ANIMAUXDéminage: Des abeilles butineuses de TNT en renfort dans les Balkans

Déminage: Des abeilles butineuses de TNT en renfort dans les Balkans

ANIMAUXAvec les inondations en cours, des glissements de terrain risquent de mettre à jour des mines datant de la guerre de Croatie. Et si les abeilles-démineuses entraient en action ?…
Fabrice Pouliquen

F.P. avec AFP

En matière d’odorat, les abeilles font aussi bien que les chiens renifleurs. A l’Institut national de la recherche agronomique (INRA) d’Avignon (Vaucluse), le biologiste Yves Le Conte a même entrepris de les dresser à repérer les mines. Ce qui pourrait servir en ce moment dans les Balkans où les inondations menacent de faire réapparaître les quelque 90.000 mines ensevelies il y a vingt ans pendant la guerre en ex-Yougoslavie.

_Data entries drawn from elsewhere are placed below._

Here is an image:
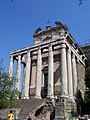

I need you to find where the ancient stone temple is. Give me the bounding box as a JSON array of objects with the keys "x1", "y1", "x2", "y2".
[{"x1": 9, "y1": 21, "x2": 85, "y2": 119}]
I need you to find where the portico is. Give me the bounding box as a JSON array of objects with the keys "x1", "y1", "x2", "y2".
[{"x1": 9, "y1": 21, "x2": 85, "y2": 102}]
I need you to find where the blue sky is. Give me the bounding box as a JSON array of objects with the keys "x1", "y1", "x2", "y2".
[{"x1": 0, "y1": 0, "x2": 90, "y2": 70}]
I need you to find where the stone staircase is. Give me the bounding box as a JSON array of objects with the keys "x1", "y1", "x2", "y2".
[{"x1": 18, "y1": 98, "x2": 45, "y2": 120}]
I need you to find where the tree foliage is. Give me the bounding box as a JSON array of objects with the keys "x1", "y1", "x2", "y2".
[{"x1": 0, "y1": 60, "x2": 18, "y2": 109}]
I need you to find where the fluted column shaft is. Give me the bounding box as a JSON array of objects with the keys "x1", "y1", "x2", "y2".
[
  {"x1": 35, "y1": 48, "x2": 42, "y2": 98},
  {"x1": 24, "y1": 51, "x2": 31, "y2": 99},
  {"x1": 61, "y1": 43, "x2": 68, "y2": 96},
  {"x1": 8, "y1": 55, "x2": 13, "y2": 78},
  {"x1": 72, "y1": 53, "x2": 77, "y2": 95},
  {"x1": 21, "y1": 64, "x2": 26, "y2": 99},
  {"x1": 16, "y1": 54, "x2": 21, "y2": 91},
  {"x1": 67, "y1": 49, "x2": 73, "y2": 97},
  {"x1": 47, "y1": 45, "x2": 54, "y2": 98}
]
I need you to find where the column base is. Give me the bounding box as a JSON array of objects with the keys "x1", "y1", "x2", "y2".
[
  {"x1": 46, "y1": 95, "x2": 55, "y2": 99},
  {"x1": 34, "y1": 95, "x2": 42, "y2": 99},
  {"x1": 21, "y1": 96, "x2": 29, "y2": 99}
]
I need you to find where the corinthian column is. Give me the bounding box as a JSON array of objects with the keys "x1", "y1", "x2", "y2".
[
  {"x1": 47, "y1": 45, "x2": 54, "y2": 98},
  {"x1": 67, "y1": 49, "x2": 73, "y2": 97},
  {"x1": 72, "y1": 53, "x2": 77, "y2": 95},
  {"x1": 16, "y1": 54, "x2": 21, "y2": 91},
  {"x1": 8, "y1": 55, "x2": 13, "y2": 78},
  {"x1": 61, "y1": 43, "x2": 68, "y2": 96},
  {"x1": 24, "y1": 51, "x2": 31, "y2": 99},
  {"x1": 35, "y1": 48, "x2": 42, "y2": 98}
]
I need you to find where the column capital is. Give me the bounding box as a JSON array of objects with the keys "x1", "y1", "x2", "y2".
[
  {"x1": 61, "y1": 43, "x2": 66, "y2": 48},
  {"x1": 67, "y1": 48, "x2": 71, "y2": 54},
  {"x1": 72, "y1": 53, "x2": 75, "y2": 59}
]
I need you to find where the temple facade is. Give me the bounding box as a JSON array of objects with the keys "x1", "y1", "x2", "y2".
[{"x1": 9, "y1": 22, "x2": 85, "y2": 118}]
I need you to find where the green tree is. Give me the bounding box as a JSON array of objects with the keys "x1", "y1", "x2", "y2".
[{"x1": 0, "y1": 59, "x2": 19, "y2": 109}]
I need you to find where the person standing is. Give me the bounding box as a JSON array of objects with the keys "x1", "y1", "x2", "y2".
[{"x1": 8, "y1": 110, "x2": 14, "y2": 120}]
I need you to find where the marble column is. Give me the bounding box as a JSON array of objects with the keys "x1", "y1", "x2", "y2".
[
  {"x1": 72, "y1": 53, "x2": 77, "y2": 95},
  {"x1": 21, "y1": 64, "x2": 26, "y2": 99},
  {"x1": 61, "y1": 43, "x2": 68, "y2": 97},
  {"x1": 24, "y1": 51, "x2": 31, "y2": 99},
  {"x1": 15, "y1": 54, "x2": 21, "y2": 91},
  {"x1": 35, "y1": 48, "x2": 42, "y2": 98},
  {"x1": 67, "y1": 48, "x2": 73, "y2": 97},
  {"x1": 8, "y1": 55, "x2": 14, "y2": 78},
  {"x1": 47, "y1": 45, "x2": 54, "y2": 98}
]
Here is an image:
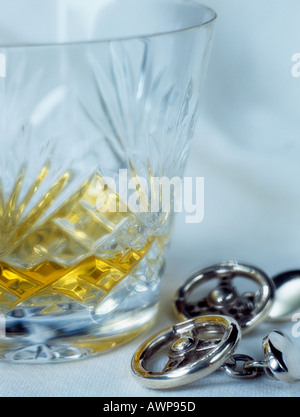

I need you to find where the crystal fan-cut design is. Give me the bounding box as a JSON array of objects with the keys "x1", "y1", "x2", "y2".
[{"x1": 0, "y1": 0, "x2": 215, "y2": 362}]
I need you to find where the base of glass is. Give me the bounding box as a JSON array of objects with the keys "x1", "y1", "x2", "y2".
[{"x1": 0, "y1": 303, "x2": 158, "y2": 364}]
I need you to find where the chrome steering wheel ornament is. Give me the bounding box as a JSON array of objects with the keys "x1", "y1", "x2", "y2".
[
  {"x1": 174, "y1": 261, "x2": 275, "y2": 334},
  {"x1": 131, "y1": 315, "x2": 241, "y2": 389}
]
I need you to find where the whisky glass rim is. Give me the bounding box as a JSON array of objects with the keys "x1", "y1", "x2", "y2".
[{"x1": 0, "y1": 0, "x2": 217, "y2": 49}]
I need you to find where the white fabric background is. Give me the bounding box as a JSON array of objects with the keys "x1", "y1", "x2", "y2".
[{"x1": 0, "y1": 0, "x2": 300, "y2": 397}]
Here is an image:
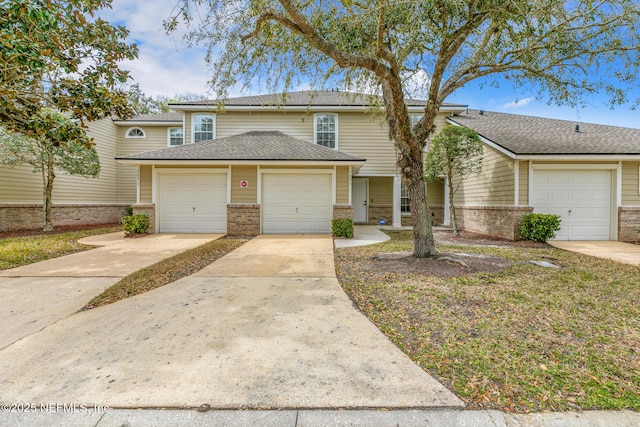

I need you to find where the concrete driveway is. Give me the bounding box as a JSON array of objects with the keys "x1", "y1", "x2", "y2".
[
  {"x1": 0, "y1": 233, "x2": 222, "y2": 349},
  {"x1": 0, "y1": 236, "x2": 462, "y2": 409},
  {"x1": 548, "y1": 240, "x2": 640, "y2": 265}
]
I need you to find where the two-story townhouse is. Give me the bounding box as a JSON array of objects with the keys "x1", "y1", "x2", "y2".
[{"x1": 116, "y1": 91, "x2": 465, "y2": 234}]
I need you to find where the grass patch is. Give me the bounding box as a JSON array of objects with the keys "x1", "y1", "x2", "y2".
[
  {"x1": 0, "y1": 226, "x2": 122, "y2": 270},
  {"x1": 80, "y1": 238, "x2": 246, "y2": 311},
  {"x1": 336, "y1": 232, "x2": 640, "y2": 412}
]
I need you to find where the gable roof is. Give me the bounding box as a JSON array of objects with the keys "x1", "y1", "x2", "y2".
[
  {"x1": 448, "y1": 110, "x2": 640, "y2": 155},
  {"x1": 116, "y1": 131, "x2": 365, "y2": 163},
  {"x1": 170, "y1": 90, "x2": 466, "y2": 108}
]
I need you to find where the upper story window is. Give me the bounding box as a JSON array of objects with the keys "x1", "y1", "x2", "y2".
[
  {"x1": 191, "y1": 114, "x2": 216, "y2": 142},
  {"x1": 313, "y1": 114, "x2": 338, "y2": 148},
  {"x1": 400, "y1": 182, "x2": 411, "y2": 213},
  {"x1": 124, "y1": 128, "x2": 147, "y2": 138},
  {"x1": 167, "y1": 128, "x2": 184, "y2": 147}
]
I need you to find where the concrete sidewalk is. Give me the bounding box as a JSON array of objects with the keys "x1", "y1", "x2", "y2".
[
  {"x1": 0, "y1": 232, "x2": 222, "y2": 349},
  {"x1": 0, "y1": 407, "x2": 640, "y2": 427},
  {"x1": 547, "y1": 240, "x2": 640, "y2": 265},
  {"x1": 0, "y1": 235, "x2": 463, "y2": 410}
]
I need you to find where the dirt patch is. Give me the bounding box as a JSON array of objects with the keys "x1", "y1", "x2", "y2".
[
  {"x1": 370, "y1": 252, "x2": 511, "y2": 277},
  {"x1": 0, "y1": 222, "x2": 121, "y2": 239}
]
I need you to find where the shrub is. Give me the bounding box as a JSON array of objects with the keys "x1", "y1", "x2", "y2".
[
  {"x1": 122, "y1": 214, "x2": 149, "y2": 236},
  {"x1": 331, "y1": 218, "x2": 353, "y2": 238},
  {"x1": 518, "y1": 214, "x2": 560, "y2": 242}
]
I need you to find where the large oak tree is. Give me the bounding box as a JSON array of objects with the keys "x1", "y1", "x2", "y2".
[
  {"x1": 165, "y1": 0, "x2": 640, "y2": 257},
  {"x1": 0, "y1": 0, "x2": 137, "y2": 138}
]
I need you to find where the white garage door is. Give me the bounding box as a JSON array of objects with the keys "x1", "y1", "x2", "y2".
[
  {"x1": 531, "y1": 170, "x2": 612, "y2": 240},
  {"x1": 158, "y1": 173, "x2": 227, "y2": 233},
  {"x1": 262, "y1": 174, "x2": 333, "y2": 234}
]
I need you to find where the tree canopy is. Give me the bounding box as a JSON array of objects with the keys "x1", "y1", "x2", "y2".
[
  {"x1": 0, "y1": 0, "x2": 137, "y2": 137},
  {"x1": 424, "y1": 126, "x2": 483, "y2": 236},
  {"x1": 0, "y1": 108, "x2": 100, "y2": 231},
  {"x1": 165, "y1": 0, "x2": 640, "y2": 257}
]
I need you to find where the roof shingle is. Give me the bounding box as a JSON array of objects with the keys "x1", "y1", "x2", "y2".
[
  {"x1": 117, "y1": 131, "x2": 365, "y2": 162},
  {"x1": 449, "y1": 110, "x2": 640, "y2": 155}
]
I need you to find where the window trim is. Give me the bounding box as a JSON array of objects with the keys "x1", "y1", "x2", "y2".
[
  {"x1": 167, "y1": 126, "x2": 185, "y2": 147},
  {"x1": 190, "y1": 113, "x2": 216, "y2": 144},
  {"x1": 124, "y1": 126, "x2": 147, "y2": 139},
  {"x1": 313, "y1": 112, "x2": 340, "y2": 150},
  {"x1": 400, "y1": 181, "x2": 411, "y2": 216}
]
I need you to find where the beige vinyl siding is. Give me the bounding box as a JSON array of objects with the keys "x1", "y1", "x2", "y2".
[
  {"x1": 140, "y1": 165, "x2": 153, "y2": 203},
  {"x1": 336, "y1": 166, "x2": 349, "y2": 205},
  {"x1": 622, "y1": 162, "x2": 640, "y2": 206},
  {"x1": 231, "y1": 166, "x2": 258, "y2": 203},
  {"x1": 338, "y1": 113, "x2": 396, "y2": 176},
  {"x1": 454, "y1": 145, "x2": 515, "y2": 206},
  {"x1": 0, "y1": 119, "x2": 118, "y2": 204},
  {"x1": 118, "y1": 125, "x2": 173, "y2": 203},
  {"x1": 369, "y1": 176, "x2": 393, "y2": 205},
  {"x1": 216, "y1": 111, "x2": 313, "y2": 142},
  {"x1": 427, "y1": 182, "x2": 448, "y2": 206},
  {"x1": 518, "y1": 162, "x2": 529, "y2": 206}
]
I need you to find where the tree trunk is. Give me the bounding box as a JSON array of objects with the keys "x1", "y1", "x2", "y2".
[
  {"x1": 42, "y1": 155, "x2": 56, "y2": 231},
  {"x1": 447, "y1": 177, "x2": 460, "y2": 236}
]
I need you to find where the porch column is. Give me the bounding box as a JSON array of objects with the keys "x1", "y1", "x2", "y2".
[
  {"x1": 444, "y1": 177, "x2": 451, "y2": 225},
  {"x1": 392, "y1": 175, "x2": 402, "y2": 228}
]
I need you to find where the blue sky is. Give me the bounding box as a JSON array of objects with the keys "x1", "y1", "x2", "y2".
[{"x1": 99, "y1": 0, "x2": 640, "y2": 128}]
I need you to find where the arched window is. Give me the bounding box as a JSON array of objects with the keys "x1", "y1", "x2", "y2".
[{"x1": 124, "y1": 128, "x2": 147, "y2": 138}]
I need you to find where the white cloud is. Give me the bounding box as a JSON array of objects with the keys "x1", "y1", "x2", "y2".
[
  {"x1": 98, "y1": 0, "x2": 211, "y2": 96},
  {"x1": 502, "y1": 97, "x2": 535, "y2": 108}
]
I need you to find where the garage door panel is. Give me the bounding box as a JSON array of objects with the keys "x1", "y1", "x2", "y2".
[
  {"x1": 531, "y1": 170, "x2": 612, "y2": 240},
  {"x1": 158, "y1": 173, "x2": 227, "y2": 233},
  {"x1": 262, "y1": 174, "x2": 333, "y2": 233}
]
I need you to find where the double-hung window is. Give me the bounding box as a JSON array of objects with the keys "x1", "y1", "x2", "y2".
[
  {"x1": 313, "y1": 114, "x2": 338, "y2": 149},
  {"x1": 168, "y1": 127, "x2": 184, "y2": 147},
  {"x1": 191, "y1": 114, "x2": 216, "y2": 142},
  {"x1": 400, "y1": 182, "x2": 411, "y2": 213}
]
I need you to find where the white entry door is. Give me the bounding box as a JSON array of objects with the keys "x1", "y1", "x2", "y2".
[
  {"x1": 262, "y1": 173, "x2": 333, "y2": 234},
  {"x1": 531, "y1": 170, "x2": 613, "y2": 240},
  {"x1": 158, "y1": 173, "x2": 227, "y2": 233},
  {"x1": 351, "y1": 178, "x2": 369, "y2": 223}
]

«Déclencher un réflexe de type pavlovien chez l’abeille»

«On savait déjà les abeilles sensibles à certaines odeurs, celles du géranium ou du néroli par exemple. Le défi, c’est de leur apprendre à repérer le TNT», explique Yves Le Conte. C’est un chercheur croate du département d’agriculture de l’Université de Zagreb qui l’a contacté il y a quatre ans. Nikola Kesic était préoccupé par le nombre de mines anti-char et anti-personnel toujours emprisonnées dans les sols de son pays et de la région.

«Il s’agissait de déclencher un réflexe de type pavlovien chez l’abeille», reprend le biologiste, qui se rend alors à Zagreb. L’expérience consiste à dissimuler du TNT sous du sable recouvert de sirop bien sucré pour appâter les butineuses. Et ça marche! Très vite même: il dispose dix boîtes dans la nature, cinq boîtes-témoins avec du TNT et cinq sans TNT. Les abeilles ne s’y trompent pas: elles foncent sur l’explosif. Mais Apis, l’abeille butineuse, ne se laisse pas leurrer longtemps et quand elle comprend qu’il n’y a plus de sucre, elle se désintéresse rapidement de l’affaire. Ce qui contraint les chercheurs à la «rééduquer» au sucre régulièrement, environ toutes les demi-heures.

Une méthode très simple et très rapide

Nikola Kesic poursuit aujourd’hui l’expérience et reprendra ses travaux en plein champ à partir du 15 juin jusqu’en juillet, «avec une colonie entière de quelque 30.000 abeilles, grâce à des financements européens», indique-t-il. Selon ses observations, le succès est encore plus évident avec un explosif comme le DNT (dinitrotoluène) qu’avec le TNT. Lors de tests au printemps 2012 dont il a publié les résultats dans une revue allemande, Kesic a noté que 40 abeilles se sont posées en moyenne sur les cibles au DNT et trois sur le témoin. Alors que pour le TNT, à peine plus de la moitié des abeilles avaient préféré l’explosif au témoin.

«Nous espérons maintenant convaincre les spécialistes du déminage avec des résultats», reprend Nikola Kesic qui convient qu’ils se montrent encore sceptiques. Pourtant, la méthode est «très simple et très rapide», affirme-t-il.